Em 1994, após ser aprovada em concurso público, a agora engenheira agrônoma passa a integrar o quadro de pesquisadores do IAC, onde tem a oportunidade de dar sequência à uma história iniciada em 1932, quando é implantado neste instituto o primeiro programa de melhoramento de milho híbrido no País. Tal método, levado adiante por Maria Elisa Paterniani e Eduardo Sawazaki, revolucionou o modo de cultivar, colher e consumir o milho brasileiro. Em 2022, o IAC completa 90 anos de pesquisa ininterrupta nesta área.

Conceitualmente, segundo explica a pesquisadora, existem os seguintes tipos de híbridos: simples (obtido mediante o cruzamento de duas linhagens endogâmicas); triplo (obtido pelo cruzamento de um híbrido simples com uma terceira linhagem) e duplo (resultante do cruzamento de dois híbridos simples) e intervarietal, que é o resultado do cruzamento entre duas variedades.
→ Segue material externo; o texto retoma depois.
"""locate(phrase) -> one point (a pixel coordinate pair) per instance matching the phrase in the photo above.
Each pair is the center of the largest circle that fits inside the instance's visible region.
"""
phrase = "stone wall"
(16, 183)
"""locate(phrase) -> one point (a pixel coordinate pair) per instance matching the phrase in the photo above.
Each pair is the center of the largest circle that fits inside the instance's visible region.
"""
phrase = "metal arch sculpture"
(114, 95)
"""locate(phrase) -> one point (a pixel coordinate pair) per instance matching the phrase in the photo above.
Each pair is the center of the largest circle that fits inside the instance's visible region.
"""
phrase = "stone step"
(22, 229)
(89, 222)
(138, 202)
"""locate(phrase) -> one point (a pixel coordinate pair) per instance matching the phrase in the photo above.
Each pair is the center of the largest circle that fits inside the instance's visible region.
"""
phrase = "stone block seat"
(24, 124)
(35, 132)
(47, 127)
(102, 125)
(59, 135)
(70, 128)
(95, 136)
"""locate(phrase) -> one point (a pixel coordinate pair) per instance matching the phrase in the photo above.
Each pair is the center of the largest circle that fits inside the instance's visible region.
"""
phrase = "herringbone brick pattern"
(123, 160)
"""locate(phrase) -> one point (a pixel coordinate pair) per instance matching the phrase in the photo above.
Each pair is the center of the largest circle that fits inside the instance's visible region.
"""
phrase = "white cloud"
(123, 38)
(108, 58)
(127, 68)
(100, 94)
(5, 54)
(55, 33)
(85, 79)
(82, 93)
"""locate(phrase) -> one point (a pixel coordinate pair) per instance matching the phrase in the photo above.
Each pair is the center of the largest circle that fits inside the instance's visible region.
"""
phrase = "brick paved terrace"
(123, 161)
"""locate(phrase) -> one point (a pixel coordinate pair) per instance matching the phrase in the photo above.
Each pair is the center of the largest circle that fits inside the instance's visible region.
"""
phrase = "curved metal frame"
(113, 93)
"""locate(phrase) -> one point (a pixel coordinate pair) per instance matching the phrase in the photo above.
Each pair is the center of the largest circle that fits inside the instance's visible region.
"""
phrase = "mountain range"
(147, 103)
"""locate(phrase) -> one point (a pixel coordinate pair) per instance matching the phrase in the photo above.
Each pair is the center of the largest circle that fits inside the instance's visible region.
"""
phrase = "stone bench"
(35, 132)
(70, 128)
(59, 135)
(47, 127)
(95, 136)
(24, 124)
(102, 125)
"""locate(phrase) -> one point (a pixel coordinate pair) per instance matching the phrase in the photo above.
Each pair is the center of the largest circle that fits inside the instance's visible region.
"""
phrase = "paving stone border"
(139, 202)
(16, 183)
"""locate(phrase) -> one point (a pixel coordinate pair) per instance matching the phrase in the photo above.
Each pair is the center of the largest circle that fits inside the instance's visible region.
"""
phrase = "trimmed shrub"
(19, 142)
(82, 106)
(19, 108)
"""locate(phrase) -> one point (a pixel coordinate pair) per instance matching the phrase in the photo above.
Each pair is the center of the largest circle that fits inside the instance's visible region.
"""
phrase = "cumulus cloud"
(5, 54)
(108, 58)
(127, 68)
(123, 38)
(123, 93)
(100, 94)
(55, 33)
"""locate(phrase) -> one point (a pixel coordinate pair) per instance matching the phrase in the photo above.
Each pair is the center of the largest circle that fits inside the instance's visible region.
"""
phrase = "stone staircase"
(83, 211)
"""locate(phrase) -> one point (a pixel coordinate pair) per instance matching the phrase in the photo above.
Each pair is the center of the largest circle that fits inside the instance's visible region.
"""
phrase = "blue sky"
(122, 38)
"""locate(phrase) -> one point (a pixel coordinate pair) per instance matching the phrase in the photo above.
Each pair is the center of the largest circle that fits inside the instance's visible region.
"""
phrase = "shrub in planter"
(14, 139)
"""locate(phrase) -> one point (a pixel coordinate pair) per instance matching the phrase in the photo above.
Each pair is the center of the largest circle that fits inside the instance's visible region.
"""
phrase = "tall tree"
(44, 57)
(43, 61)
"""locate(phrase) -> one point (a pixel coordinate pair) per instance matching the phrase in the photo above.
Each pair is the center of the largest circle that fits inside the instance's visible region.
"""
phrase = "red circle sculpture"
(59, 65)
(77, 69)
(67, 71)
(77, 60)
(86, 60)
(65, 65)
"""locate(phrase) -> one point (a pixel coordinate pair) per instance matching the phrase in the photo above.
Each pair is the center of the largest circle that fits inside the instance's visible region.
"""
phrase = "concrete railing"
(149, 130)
Diversos tipos foram desenvolvidos pelo IAC.

Maria Elisa, especificamente, atua no desenvolvimento de híbridos intervarietais de milho e está à frente do programa de melhoramento deste cereal para tolerância à seca. “Dado o cenário mundial de escassez de água, tenho pesquisado e obtido materiais resistentes à seca bastante promissores.”, diz a pesquisadora, que também ajudou a fundar e a coordenar por dez anos o curso de pós-graduação do IAC na área de Genética, Melhoramento Vegetal e Biotecnologia.

Maria Elisa

Híbrido intervarietal

O híbrido intervarietal foi desenvolvido pelo IAC, com o empenho de Maria Elisa, para atender à demanda de produtores rurais cujas plantações apresentam baixa produtividade e que, por isso, necessitam de sementes de qualidade, mas a preços acessíveis. A pesquisadora explica que o custo de produção de sementes dos híbridos é reduzido porque, em linguagem técnica, são eliminadas as etapas de obtenção e multiplicação de linhagens – um processo caro e demorado que deve ser realizado todos os anos.

Os primeiros intervarietais, IAC 8333 e IAC 8390, apresentaram características de elevada produtividade e se mostraram competitivos no campo. Mais recentemente, foram lançados os intervarietais IAC 8046 e IAC 8077, que são híbridos de milho convencional, não transgênicos, com um potencial produtivo de nove a dez toneladas por hectare de grãos. Este último, em especial, apresenta uma produtividade acima da média dos resultados obtidos no Brasil: com apenas 20 quilos de sementes é possível colher um hectare de milho.

Em virtude da grande produção de sementes de híbridos transgênicos voltadas para alimentação animal, se faz urgente o atendimento dos pequenos e médios produtores com o lançamento de novas cultivares convencionais de milho. O programa de melhoramento de milho do IAC tem se voltado para a produção de híbridos de milho diferenciados e de milhos especiais, mas o cenário é de grandes dificuldades para a sua continuidade e o atendimento dessas demandas.

“Os híbridos são competitivos, mas falta estrutura de produção para fornecê-los em escala nacional.”, diz Maria Elisa. Até pouco antes da pandemia, segundo ela, empresas faziam contratos eventuais para trabalhar com esse tipo de milho, mas a chegada do novo coronavírus estancou a produção de sementes em larga escala. A expectativa da pesquisadora é que a situação se normalize após a crise pandêmica. “Para cada 200 milhos transgênicos, há 10 convencionais, especiais e registrados sendo produzidos no Brasil. A desproporção é grande, mas há público e mercado para o milho desenvolvido pelo IAC. O que precisamos no momento é de recursos humanos para atender a essa demanda.”, afirma.

A cientista finaliza ressaltando que os híbridos de milho do IAC estão disponíveis para as empresas privadas produtoras de sementes que queiram fazer produção em parceria ou licenciá-los.